‘Gambia’s allegations of genocide against Myanmar ‘factually misleading’’
The Nobel peace prize laureate Aung San Suu Kyi defends actions of government, saying attacks were initiated by insurgents. Gambia took Myanmar to International Court of Justice on allegations that has and continue to commit genocide against its minority Rohingya Muslims.
The Nobel peace prize laureate Aung San Suu Kyi has defended Myanmar’s government against accusations of genocide at the international court of justice, calling the allegations against his country “incomplete and misleading factual picture of the situation in Rakhine state”.
Addressing a bench of 17 judges from around the world, the 74-year-old leader dismissed reports of state violence against Rohingya Muslims and blamed the conflict on an uprising by separatist insurgents.
An estimated 700,000 Rohingya have fled to neighbouring Bangladesh since late 2016, escaping military clearance operations that a UN fact-finding mission described as “brutal”. It warned that Myanmar was failing to prevent genocide.
Once internationally feted as a human rights champion, Aung San Suu Kyi is leading Myanmar’s delegation to the court in The Hague.
The state counsellor, in effect the country’s prime minister, delivered an overview of Myanmar’s response to what she described as a terrorist uprising inside its borders.
The attacks were initiated by members of the Arakan Rohingya Salvation Army (ARSA), Aung San Suu Kyi told the court as she displayed detailed maps of Rakhine state showing, she claimed, where the first assaults began in late 2016. Myanamar’s security forces responded to that violence, she said.
“The situation in Rakhine state is complex and not easy to fathom,” she said. “The troubles in Rakhine state … go back into past centuries and and have been particularly severe. ARSA seeks independence for Rakhine, finding inspiration from the [ancient] Arakan kingdom.”

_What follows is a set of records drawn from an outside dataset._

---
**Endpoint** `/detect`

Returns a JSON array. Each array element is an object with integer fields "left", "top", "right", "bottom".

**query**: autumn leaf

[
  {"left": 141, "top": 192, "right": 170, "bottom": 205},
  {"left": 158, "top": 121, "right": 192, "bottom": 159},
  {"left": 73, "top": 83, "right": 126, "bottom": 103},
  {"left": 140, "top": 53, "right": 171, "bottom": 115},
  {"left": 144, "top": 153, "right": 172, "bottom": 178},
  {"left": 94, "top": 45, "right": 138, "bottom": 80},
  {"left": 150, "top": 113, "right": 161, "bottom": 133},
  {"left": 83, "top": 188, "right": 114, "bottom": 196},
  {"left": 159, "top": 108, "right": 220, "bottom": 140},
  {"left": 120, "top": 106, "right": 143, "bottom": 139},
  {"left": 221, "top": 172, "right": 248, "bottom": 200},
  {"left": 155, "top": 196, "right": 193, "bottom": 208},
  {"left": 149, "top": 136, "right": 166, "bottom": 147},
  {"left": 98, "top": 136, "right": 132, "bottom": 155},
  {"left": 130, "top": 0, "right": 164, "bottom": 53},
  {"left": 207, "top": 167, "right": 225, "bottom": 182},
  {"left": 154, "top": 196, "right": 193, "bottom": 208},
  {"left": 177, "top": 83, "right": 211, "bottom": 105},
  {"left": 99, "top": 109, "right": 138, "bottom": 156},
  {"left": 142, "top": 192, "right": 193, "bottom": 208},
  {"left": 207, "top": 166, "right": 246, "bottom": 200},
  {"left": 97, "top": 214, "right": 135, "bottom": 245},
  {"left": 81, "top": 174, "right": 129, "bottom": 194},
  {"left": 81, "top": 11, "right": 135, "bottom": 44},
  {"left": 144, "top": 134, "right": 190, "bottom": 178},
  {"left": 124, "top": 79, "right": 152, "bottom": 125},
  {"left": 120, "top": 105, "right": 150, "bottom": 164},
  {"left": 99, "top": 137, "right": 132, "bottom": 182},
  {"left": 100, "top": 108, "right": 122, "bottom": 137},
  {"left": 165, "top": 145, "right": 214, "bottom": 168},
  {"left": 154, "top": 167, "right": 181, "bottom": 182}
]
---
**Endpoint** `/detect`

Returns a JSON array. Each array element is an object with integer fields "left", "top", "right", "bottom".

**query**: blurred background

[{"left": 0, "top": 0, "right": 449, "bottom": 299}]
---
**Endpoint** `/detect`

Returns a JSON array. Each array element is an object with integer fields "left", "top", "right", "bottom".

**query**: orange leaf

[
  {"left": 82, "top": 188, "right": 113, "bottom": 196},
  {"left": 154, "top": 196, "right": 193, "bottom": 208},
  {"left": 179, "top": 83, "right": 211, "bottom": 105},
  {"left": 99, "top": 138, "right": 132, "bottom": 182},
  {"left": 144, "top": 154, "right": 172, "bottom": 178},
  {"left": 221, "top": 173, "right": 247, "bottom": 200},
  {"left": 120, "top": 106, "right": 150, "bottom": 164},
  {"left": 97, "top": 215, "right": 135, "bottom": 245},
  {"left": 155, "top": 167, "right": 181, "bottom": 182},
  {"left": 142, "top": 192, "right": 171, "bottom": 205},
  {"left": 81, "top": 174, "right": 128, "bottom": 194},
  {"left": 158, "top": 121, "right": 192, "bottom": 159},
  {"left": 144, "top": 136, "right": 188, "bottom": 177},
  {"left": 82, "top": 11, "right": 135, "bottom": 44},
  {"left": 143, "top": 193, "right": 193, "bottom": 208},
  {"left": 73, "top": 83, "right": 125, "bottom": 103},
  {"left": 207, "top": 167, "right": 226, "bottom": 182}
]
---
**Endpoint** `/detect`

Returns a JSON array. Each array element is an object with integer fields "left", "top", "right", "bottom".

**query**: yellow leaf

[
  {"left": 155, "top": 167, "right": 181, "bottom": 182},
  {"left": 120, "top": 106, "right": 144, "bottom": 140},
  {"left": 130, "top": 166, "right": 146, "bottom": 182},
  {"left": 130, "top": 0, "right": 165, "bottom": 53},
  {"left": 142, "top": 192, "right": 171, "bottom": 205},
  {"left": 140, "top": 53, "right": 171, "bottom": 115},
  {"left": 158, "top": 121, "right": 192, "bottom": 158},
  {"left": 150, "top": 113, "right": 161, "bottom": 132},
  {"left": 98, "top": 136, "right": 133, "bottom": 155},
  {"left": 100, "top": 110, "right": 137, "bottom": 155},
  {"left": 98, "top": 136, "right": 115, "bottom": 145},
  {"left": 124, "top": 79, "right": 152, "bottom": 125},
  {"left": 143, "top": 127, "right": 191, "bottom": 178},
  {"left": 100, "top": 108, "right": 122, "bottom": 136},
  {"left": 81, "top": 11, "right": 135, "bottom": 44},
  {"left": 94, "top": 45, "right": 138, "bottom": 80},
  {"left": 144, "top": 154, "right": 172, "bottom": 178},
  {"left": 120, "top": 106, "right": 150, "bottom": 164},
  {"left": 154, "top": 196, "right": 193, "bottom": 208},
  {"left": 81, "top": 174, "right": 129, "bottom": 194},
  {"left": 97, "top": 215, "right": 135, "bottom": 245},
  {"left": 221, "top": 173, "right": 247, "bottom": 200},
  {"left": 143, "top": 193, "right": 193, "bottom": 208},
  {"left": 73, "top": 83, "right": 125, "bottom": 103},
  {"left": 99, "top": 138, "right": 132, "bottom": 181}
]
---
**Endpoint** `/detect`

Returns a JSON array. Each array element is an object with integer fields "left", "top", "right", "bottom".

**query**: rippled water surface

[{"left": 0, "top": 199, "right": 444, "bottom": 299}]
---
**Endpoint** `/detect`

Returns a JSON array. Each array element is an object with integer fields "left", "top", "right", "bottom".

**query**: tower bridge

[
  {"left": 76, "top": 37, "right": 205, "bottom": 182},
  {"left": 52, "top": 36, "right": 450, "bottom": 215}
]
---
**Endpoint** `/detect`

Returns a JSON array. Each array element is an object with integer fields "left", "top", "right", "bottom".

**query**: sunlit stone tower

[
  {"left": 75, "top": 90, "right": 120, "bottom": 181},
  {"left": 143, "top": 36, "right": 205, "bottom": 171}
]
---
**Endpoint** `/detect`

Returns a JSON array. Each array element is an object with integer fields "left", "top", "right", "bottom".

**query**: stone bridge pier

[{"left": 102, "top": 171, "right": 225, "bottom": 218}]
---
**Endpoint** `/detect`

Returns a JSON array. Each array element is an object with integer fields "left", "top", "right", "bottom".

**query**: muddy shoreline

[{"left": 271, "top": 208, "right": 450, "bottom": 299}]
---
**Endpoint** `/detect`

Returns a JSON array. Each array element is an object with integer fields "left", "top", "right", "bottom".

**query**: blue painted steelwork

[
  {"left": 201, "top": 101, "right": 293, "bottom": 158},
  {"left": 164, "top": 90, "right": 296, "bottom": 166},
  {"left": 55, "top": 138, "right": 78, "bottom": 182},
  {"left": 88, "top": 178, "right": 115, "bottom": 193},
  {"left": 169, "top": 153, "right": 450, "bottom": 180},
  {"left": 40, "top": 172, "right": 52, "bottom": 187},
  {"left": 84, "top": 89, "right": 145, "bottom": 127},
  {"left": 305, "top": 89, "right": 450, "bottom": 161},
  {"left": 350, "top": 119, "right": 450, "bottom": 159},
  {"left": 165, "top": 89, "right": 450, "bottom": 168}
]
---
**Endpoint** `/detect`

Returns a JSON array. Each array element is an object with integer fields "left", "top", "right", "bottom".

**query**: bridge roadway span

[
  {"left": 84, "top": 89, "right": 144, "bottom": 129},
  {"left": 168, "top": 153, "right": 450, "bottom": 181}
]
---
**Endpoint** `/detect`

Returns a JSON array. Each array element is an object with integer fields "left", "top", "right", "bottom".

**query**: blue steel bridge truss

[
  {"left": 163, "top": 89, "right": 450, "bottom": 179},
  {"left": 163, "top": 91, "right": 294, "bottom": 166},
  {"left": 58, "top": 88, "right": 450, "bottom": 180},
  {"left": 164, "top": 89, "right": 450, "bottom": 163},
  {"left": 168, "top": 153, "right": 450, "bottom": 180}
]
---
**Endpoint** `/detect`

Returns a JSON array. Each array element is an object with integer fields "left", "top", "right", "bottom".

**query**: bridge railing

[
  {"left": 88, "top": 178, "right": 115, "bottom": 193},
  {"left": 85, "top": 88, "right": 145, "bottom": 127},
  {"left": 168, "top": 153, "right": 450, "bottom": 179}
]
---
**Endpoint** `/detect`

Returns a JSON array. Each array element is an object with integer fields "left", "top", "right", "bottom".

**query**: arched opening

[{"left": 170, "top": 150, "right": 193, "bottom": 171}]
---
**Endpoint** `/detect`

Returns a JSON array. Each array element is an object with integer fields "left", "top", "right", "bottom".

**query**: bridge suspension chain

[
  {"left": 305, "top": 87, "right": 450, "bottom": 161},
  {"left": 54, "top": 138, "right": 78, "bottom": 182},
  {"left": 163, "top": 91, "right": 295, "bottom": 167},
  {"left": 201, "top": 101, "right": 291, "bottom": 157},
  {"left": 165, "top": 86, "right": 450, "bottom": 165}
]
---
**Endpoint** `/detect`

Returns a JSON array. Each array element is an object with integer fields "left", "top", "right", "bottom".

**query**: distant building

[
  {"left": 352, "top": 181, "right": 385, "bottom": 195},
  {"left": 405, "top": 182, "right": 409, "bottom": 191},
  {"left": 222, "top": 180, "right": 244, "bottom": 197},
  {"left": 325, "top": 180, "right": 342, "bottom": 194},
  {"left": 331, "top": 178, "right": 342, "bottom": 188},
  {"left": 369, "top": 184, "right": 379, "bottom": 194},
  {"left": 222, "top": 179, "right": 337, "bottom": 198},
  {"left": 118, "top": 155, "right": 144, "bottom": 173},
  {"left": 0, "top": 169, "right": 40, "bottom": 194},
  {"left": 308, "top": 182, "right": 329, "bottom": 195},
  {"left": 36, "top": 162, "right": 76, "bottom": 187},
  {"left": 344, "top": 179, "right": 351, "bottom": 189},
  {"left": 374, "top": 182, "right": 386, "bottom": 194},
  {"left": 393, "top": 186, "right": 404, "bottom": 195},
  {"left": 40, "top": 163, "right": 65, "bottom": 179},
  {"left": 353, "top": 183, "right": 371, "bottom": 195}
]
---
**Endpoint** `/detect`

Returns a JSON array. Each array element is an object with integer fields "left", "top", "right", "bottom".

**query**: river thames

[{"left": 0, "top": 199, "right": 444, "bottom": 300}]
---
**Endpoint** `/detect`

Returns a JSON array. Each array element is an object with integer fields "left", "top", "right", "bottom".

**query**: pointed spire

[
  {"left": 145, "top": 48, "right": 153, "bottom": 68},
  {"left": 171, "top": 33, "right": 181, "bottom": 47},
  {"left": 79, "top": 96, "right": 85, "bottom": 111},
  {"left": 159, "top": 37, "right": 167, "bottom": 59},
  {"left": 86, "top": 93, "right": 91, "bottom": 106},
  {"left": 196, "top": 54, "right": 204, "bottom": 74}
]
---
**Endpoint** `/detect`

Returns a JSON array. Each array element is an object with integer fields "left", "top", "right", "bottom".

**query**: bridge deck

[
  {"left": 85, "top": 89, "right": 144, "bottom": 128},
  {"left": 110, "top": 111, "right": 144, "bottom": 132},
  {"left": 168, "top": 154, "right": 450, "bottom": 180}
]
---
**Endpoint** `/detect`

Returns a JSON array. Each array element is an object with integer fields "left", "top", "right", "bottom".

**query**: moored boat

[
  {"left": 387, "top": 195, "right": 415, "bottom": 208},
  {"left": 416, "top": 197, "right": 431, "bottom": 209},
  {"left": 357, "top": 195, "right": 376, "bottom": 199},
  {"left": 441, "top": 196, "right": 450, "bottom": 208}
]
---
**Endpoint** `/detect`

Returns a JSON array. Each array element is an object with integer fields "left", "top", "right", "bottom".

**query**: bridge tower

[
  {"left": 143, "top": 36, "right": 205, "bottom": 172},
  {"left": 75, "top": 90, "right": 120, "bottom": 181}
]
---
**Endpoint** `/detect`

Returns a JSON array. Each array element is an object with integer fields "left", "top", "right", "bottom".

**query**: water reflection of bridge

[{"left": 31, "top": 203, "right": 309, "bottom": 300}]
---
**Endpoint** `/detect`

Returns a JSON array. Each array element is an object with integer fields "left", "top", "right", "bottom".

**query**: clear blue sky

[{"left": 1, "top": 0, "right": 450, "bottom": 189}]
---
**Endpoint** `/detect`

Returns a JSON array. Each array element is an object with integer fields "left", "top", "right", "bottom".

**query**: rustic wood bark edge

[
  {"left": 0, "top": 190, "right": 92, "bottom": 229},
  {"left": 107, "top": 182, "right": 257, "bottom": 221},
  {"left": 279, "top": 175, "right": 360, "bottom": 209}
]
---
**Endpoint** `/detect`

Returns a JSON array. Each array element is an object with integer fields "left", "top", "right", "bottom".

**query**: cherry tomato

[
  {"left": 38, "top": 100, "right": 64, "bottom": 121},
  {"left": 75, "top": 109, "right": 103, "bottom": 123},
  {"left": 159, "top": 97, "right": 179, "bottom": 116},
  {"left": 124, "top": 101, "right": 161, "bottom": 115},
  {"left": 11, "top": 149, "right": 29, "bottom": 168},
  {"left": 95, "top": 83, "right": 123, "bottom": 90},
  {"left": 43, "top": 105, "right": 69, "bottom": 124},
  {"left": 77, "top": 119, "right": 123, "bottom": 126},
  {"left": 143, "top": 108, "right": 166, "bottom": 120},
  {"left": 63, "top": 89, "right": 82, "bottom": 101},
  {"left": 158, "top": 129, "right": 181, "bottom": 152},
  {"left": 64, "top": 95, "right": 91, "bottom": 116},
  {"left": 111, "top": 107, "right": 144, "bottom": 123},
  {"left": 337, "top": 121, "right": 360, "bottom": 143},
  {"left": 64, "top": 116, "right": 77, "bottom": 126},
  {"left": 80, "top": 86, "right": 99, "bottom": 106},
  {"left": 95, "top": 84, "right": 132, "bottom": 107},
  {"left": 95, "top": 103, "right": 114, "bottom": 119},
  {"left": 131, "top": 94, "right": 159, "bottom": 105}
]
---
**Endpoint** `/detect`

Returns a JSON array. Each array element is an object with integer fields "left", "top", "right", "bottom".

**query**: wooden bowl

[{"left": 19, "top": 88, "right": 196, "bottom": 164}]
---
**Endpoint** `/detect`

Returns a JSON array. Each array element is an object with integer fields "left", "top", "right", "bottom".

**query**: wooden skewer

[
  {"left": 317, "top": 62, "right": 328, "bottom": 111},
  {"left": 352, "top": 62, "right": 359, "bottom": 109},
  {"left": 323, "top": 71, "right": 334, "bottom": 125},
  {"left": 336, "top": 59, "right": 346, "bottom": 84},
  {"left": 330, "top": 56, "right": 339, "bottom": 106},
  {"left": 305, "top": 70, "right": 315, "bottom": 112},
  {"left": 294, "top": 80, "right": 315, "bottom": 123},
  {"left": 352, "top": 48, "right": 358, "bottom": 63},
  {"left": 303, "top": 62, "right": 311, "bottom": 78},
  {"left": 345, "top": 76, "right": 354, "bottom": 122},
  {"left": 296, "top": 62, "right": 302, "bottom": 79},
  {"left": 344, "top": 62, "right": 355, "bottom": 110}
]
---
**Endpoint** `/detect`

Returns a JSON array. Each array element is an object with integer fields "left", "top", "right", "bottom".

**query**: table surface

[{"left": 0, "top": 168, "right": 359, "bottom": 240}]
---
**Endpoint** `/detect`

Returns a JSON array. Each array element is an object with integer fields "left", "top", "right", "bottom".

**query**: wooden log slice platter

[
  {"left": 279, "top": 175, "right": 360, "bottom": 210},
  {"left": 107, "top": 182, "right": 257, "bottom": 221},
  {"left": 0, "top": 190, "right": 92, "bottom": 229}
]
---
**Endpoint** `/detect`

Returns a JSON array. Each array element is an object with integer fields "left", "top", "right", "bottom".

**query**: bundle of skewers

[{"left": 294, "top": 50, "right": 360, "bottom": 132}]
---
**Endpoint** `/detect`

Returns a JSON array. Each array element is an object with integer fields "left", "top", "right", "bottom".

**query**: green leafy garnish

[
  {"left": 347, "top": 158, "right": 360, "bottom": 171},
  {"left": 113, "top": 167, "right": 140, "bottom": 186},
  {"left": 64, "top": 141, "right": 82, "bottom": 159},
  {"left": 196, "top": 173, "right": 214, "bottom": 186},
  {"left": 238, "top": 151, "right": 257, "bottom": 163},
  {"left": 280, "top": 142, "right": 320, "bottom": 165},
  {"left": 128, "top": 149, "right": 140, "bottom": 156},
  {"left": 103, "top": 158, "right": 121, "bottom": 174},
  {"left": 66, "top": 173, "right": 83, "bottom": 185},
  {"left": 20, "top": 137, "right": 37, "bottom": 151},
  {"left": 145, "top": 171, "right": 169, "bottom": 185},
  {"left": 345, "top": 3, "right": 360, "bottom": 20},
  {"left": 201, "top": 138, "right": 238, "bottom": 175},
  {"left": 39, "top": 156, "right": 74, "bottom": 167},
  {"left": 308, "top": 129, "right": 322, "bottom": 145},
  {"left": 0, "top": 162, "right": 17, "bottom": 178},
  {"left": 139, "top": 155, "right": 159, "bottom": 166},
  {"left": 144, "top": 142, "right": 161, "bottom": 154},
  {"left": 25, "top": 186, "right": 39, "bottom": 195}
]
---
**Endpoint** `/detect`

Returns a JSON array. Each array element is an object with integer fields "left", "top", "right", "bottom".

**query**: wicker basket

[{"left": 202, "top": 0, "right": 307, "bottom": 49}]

Her speech to the UN’s highest tribunal came on the second day of an emergency legal hearing convened to consider whether protective “provisional measures” should be imposed to prevent further killings and destruction in Myanmar.
Aung San Suu Kyi said an initial phase of violence had begun in October 2016 when ARSA carried out attacks on police stations near the border with Bangladesh.
“This led to the deaths of nine police officers and more than 100 civilians as well as the theft of 68 weapons and thousands of rounds of ammunition.”
She said a second wave of ARSA assaults launched in August 2017 aimed to seize the township of Maungdaw, telling the court Myanmar’s army had been forced to respond with “counter-insurgency operations”.
The charge that Myanmar’s military carried out mass murder, rape and destruction of Rohingya Muslim communities has been brought by the Gambia.
“We are dealing with an internal armed conflict, started by coordinated and comprehensive attacks by the Arakan Rohingya Salvation Army, to which Myanmar’s defence services responded,” she told the court.
“Tragically, this armed conflict led to the exodus of several hundred thousand Muslims from the three northernmost townships of Rakhine into Bangladesh – just as the armed conflict in Croatia with which the court had to deal led to the massive exodus of first ethnic Croats and later ethnic Serbs.”
Under the rules of the ICJ, member states can initiate actions against fellow member states over disputes alleging breaches of international law – in this case, the 1948 convention on the prevention and punishment of the crime of genocide.
Aung San Suu Kyi disputed the genocide convention as a basis for the case and asserted in court that the principle of international law is that it should compliment domestic justice.
She said if war crimes or human rights violations had been committed they would be dealt with by Myanmar’s justice system, adding that in one case soldiers had been punished for the execution of civilians.